The Algerian ambassador, who usually wakes up at 6 a.m., was trying to sleep late, when he got a call about 8 a.m. from his embassy.

“I thought, ‘Who is calling me at this hour.’ When I heard the news, I understood,” said Ambassador Idriss Jazairy.

All along Embassy Row, diplomats hustled to their offices or called colleagues to keep up on the fast-developing coverage of the arrest of the former Iraqi dictator.

Nermin Abdel Nabi, wife of Egyptian Ambassador Nabil Fahmy, woke her husband, saying, “They got him.”

“I put on every television station I could,” said Mr. Fahmy, who later called Cairo to discuss the developments.

“I hope this is an opportunity for the international community to come together and work for a sovereign Iraq that serves all of the Iraqi people,” the ambassador said.

Saudi Ambassador Prince Bandar bin Sultan said Saddam’s capture ended “an infamous chapter of history for Iraq and the region.”

“Saddam Hussein was a menace to the Arab world, and his reign of terror will be remembered for its brutality, aggression and oppression,” he said. “His capture is another step in Iraq’s path toward peace and unity for all of its people.”
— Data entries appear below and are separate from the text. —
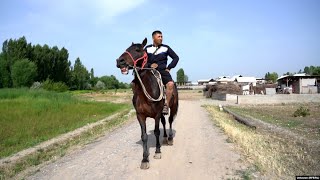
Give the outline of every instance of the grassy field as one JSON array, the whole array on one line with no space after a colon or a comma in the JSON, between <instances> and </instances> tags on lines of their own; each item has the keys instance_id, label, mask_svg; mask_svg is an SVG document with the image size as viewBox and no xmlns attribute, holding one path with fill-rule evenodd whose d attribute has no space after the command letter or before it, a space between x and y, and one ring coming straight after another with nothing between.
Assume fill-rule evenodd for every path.
<instances>
[{"instance_id":1,"label":"grassy field","mask_svg":"<svg viewBox=\"0 0 320 180\"><path fill-rule=\"evenodd\" d=\"M300 107L309 109L310 115L294 117L294 112ZM320 140L320 103L229 106L229 109L242 116L289 129L306 138Z\"/></svg>"},{"instance_id":2,"label":"grassy field","mask_svg":"<svg viewBox=\"0 0 320 180\"><path fill-rule=\"evenodd\" d=\"M280 108L279 106L287 107ZM291 130L312 129L315 128L313 126L317 125L318 121L316 123L312 121L320 117L319 114L317 115L319 113L316 111L317 105L308 106L310 107L310 116L305 118L297 117L293 120L292 114L299 106L279 106L245 106L229 107L229 109L241 115L264 119L268 123ZM229 141L234 142L239 147L244 157L254 164L258 171L273 177L272 179L292 179L296 175L317 174L319 172L318 163L320 157L318 148L306 147L293 139L248 128L235 121L231 115L219 111L218 107L208 105L205 108L210 113L215 124L221 127L228 135ZM299 123L292 123L291 121ZM301 131L299 132L301 133ZM313 139L316 137L316 133L312 136L308 135L308 137Z\"/></svg>"},{"instance_id":3,"label":"grassy field","mask_svg":"<svg viewBox=\"0 0 320 180\"><path fill-rule=\"evenodd\" d=\"M0 158L131 107L71 93L1 89Z\"/></svg>"}]
</instances>

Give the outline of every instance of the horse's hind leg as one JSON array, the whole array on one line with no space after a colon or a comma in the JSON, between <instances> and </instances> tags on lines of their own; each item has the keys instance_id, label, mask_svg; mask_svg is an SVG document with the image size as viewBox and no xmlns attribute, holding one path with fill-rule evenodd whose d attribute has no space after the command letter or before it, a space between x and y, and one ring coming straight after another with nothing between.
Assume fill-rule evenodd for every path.
<instances>
[{"instance_id":1,"label":"horse's hind leg","mask_svg":"<svg viewBox=\"0 0 320 180\"><path fill-rule=\"evenodd\" d=\"M148 149L148 134L146 131L146 118L145 117L141 117L141 116L137 116L139 123L140 123L140 127L141 127L141 140L143 143L143 159L141 162L141 169L148 169L149 168L149 149Z\"/></svg>"},{"instance_id":2,"label":"horse's hind leg","mask_svg":"<svg viewBox=\"0 0 320 180\"><path fill-rule=\"evenodd\" d=\"M169 138L168 138L168 145L173 145L173 131L172 131L172 122L173 122L173 115L170 114L169 116L169 124L170 124L170 130L169 130Z\"/></svg>"},{"instance_id":3,"label":"horse's hind leg","mask_svg":"<svg viewBox=\"0 0 320 180\"><path fill-rule=\"evenodd\" d=\"M161 115L161 123L163 125L163 141L162 144L168 144L168 135L166 130L166 118L164 115Z\"/></svg>"},{"instance_id":4,"label":"horse's hind leg","mask_svg":"<svg viewBox=\"0 0 320 180\"><path fill-rule=\"evenodd\" d=\"M155 118L154 135L156 136L156 153L154 155L155 159L161 159L161 145L160 145L160 129L159 129L160 117Z\"/></svg>"}]
</instances>

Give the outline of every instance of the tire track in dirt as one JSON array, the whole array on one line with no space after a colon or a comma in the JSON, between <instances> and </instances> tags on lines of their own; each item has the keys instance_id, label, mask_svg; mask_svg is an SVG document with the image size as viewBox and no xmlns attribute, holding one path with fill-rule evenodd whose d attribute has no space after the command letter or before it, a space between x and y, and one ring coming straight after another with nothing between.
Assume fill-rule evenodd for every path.
<instances>
[{"instance_id":1,"label":"tire track in dirt","mask_svg":"<svg viewBox=\"0 0 320 180\"><path fill-rule=\"evenodd\" d=\"M162 146L162 159L153 159L154 120L147 120L150 169L141 170L142 146L137 121L51 163L26 179L228 179L246 168L212 125L199 101L180 101L173 123L174 145ZM167 123L168 129L168 123ZM162 126L160 128L163 134ZM162 142L162 138L160 139Z\"/></svg>"}]
</instances>

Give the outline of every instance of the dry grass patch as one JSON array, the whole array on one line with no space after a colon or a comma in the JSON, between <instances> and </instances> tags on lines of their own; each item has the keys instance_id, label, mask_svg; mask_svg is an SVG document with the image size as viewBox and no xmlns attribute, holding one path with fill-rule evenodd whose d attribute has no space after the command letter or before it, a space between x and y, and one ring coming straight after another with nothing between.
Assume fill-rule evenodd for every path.
<instances>
[{"instance_id":1,"label":"dry grass patch","mask_svg":"<svg viewBox=\"0 0 320 180\"><path fill-rule=\"evenodd\" d=\"M296 175L315 175L319 171L317 157L307 147L294 140L250 129L217 107L205 106L215 124L241 149L247 160L262 173L277 178L292 179Z\"/></svg>"}]
</instances>

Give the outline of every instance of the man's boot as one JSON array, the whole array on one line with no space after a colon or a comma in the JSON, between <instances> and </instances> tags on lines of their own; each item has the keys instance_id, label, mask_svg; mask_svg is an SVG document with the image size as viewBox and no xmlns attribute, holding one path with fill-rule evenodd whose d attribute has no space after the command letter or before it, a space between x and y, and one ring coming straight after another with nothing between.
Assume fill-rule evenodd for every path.
<instances>
[{"instance_id":1,"label":"man's boot","mask_svg":"<svg viewBox=\"0 0 320 180\"><path fill-rule=\"evenodd\" d=\"M162 109L162 114L167 115L169 113L169 108L167 103L164 103L163 109Z\"/></svg>"}]
</instances>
Mr. Jazairy also hopes that Saddam’s capture will help end violence in Iraq and accelerate its return to sovereignty.

“One can only be happy to know the Iraqi people are rid of a dictator who has inflicted so much suffering on his people,” Mr. Jazairy said.
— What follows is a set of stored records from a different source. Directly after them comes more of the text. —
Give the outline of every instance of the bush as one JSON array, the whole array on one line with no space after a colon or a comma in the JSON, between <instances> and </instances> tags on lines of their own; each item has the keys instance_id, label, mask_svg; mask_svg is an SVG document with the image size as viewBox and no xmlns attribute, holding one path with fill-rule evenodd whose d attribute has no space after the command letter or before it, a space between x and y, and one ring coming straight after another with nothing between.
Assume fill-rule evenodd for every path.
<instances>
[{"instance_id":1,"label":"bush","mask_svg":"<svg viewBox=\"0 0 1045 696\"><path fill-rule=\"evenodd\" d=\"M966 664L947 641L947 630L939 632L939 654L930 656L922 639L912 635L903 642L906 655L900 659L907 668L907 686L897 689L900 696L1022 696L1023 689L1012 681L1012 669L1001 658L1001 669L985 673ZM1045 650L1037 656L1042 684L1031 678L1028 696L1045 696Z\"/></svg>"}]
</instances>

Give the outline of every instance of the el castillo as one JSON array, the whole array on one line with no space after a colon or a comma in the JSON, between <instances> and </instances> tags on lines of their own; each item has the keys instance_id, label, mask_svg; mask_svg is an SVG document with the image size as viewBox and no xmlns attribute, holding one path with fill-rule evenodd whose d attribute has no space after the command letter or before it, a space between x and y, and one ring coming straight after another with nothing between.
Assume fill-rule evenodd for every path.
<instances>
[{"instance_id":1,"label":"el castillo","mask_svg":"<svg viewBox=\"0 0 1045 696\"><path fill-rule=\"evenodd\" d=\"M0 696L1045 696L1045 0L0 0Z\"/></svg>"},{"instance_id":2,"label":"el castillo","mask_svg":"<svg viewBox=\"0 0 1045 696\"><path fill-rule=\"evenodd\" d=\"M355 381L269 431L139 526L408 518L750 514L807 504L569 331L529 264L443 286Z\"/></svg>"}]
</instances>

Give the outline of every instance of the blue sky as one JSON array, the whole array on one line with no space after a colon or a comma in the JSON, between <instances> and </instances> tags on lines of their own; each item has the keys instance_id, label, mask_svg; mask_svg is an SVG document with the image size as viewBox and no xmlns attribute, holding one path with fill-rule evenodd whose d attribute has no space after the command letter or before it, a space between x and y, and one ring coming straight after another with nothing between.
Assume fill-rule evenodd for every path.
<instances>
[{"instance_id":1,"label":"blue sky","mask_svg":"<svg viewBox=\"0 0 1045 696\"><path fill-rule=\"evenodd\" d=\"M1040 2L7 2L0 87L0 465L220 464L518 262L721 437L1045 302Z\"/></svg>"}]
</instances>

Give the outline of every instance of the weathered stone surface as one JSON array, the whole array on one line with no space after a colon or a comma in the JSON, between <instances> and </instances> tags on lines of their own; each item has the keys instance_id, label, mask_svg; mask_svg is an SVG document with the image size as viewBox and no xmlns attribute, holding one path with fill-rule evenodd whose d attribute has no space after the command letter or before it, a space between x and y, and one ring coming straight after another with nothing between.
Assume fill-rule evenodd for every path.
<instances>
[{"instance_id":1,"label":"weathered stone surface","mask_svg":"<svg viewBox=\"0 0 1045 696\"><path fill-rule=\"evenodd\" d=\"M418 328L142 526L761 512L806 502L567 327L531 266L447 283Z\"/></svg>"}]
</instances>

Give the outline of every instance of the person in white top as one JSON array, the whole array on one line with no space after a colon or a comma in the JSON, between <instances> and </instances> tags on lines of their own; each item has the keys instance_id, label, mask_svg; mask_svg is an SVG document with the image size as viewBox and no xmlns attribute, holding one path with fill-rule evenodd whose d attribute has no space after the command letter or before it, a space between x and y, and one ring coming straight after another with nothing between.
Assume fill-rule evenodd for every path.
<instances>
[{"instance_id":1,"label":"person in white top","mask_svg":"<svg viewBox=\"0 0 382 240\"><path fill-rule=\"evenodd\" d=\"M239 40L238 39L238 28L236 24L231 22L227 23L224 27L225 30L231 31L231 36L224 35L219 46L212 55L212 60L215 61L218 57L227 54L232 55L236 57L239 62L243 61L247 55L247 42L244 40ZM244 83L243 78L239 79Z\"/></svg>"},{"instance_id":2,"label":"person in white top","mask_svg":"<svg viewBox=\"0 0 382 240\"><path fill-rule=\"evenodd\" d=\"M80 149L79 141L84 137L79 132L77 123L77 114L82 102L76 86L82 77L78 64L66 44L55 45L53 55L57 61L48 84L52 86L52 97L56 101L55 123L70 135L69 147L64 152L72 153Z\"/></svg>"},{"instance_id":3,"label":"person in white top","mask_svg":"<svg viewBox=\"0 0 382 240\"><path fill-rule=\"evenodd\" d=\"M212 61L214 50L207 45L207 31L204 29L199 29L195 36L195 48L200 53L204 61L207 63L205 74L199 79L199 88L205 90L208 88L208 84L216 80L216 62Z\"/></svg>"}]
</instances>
Mr. Logoglu said Saddam’s arrest “removes an obstacle to security, stability, freedom and good government for Iraq.”

He added his “personal feeling” is that the Iraqi people should put Saddam on trial before any international tribune prosecutes him.

“The Iraqi people should be the first to try him,” Mr. Logoglu said.

Prince Bandar added his government’s congratulations to President Bush and “all those who have been instrumental in Saddam’s capture.”

He quoted the 18th-century British political philosopher, Edmund Burke, who said, “All that is necessary for the triumph of evil is for good men to do nothing.”

“The actions of these good men have removed a great evil from the world,” Prince Bandar said.

Madrassas no threat

Muslim religious schools, which critics say promote extremism, are no threat in Pakistan, a top Pakistani official said on a recent visit to Washington.

Nasim Ashraf, a minister of state and chairman of the National Commission for Human Development, said the schools, called madrassas, are now concentrating on modern sciences and traditional religious training. English is also a standard part of the curriculum.

“There is no reason to fear the spread of extremism,” he told Bush administration officials and policy experts at the Woodrow Wilson Center last week.

Mr. Ashraf also dismissed widely reported figures of 12,000 such schools in Pakistan, saying a recent survey confirmed only 6,700.

His commission, which promotes health, education and antipoverty programs, is a “source of support and a force multiplier.”

He said the government’s goal is to improve education not build more schools.

“Instead of investing in constructing buildings, we are concentrating on provision of trained teachers and books,” Mr. Ashraf said.

“Our experience is that community involvement is imperative, and that if the community provides premises for the schools, it also takes care of its upkeep, while our task is to provide quality education that can make a difference.”